Quel est le programme de ton projet ?
C’est un projet domestique autour d’une résidence balnéaire idéale. J’y explore l’idée du logement collectif dans un immeuble avec vue mer. Je veux proposer un autre point de vue sur la Méditerranée, avec un focus sur ces constructions d’après-guerre qui incarnent une sorte de French Dream lié aux vacances, aux congés payés et à un bien-être un peu opulent inspiré des années 1970, de la Riviera, etc.
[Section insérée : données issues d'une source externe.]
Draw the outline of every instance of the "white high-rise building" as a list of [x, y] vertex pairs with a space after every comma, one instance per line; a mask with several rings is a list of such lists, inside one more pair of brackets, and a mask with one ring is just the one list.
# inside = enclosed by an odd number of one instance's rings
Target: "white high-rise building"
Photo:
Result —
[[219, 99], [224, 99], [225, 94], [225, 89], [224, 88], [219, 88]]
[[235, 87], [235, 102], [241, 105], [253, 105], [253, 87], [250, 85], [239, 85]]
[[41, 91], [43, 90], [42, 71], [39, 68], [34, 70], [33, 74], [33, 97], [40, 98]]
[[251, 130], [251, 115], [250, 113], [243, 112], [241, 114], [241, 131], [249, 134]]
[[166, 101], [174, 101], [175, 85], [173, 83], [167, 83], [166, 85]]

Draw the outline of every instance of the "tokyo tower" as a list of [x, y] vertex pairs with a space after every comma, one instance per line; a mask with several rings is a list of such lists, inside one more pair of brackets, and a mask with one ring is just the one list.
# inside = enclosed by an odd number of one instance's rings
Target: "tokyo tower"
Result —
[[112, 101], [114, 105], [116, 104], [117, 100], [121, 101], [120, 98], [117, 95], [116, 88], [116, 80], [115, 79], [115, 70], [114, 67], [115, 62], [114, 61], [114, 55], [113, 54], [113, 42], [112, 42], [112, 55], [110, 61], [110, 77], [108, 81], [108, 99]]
C’est aussi une réminiscence du quartier dans lequel j’ai grandi à Marseille, façonné par des constructions d’après-guerre dites « de standing », avec leurs portes en métal à poignée en laiton et hall de marbre. C’est un peu la rencontre entre ma mythologie personnelle et une mythologie universelle autour d’une certaine idée de l’habitat collectif des villes côtières.
C’est un appartement expérimental. Il y a beaucoup d’objets évocateurs plutôt que concrets, comme la vue mer par exemple. Ce sont des silhouettes, comme la salle de bain ou les balustres en savon. C’est une image de ce qu’est un appartement de vacances, avec des esquisses et des essais sur ce que peut être une cuisine un peu technique ou une plateforme salon avec une vue. Je prends la parole sur un sujet sur lequel je ne pourrais pas travailler dans un autre contexte. Je montre des choses qui me tiennent à cœur, et pour une fois je ne suis pas obligée d’être fonctionnelle. Ce rideau avec vue mer je ne l’aurais pas fait ailleurs, c’est un décor, un trompe-l’œil adapté à l’exercice. Pourtant je suis capable d’expérimenter d’après des idées et des aménagements qui pourront trouver leur application dans de futurs projets.
Cet exercice me permet d’envisager beaucoup de choses comme faire sortir le visiteur par un dressing ou sonner chez quelqu’un qui n’existe plus. Beaucoup de détails apportent un équilibre entre les choses brutes, expérimentales ou locales et les réalisations sophistiquées obtenues avec des artisans. Je prends le lieu avec ses contraintes et j’en fais une force.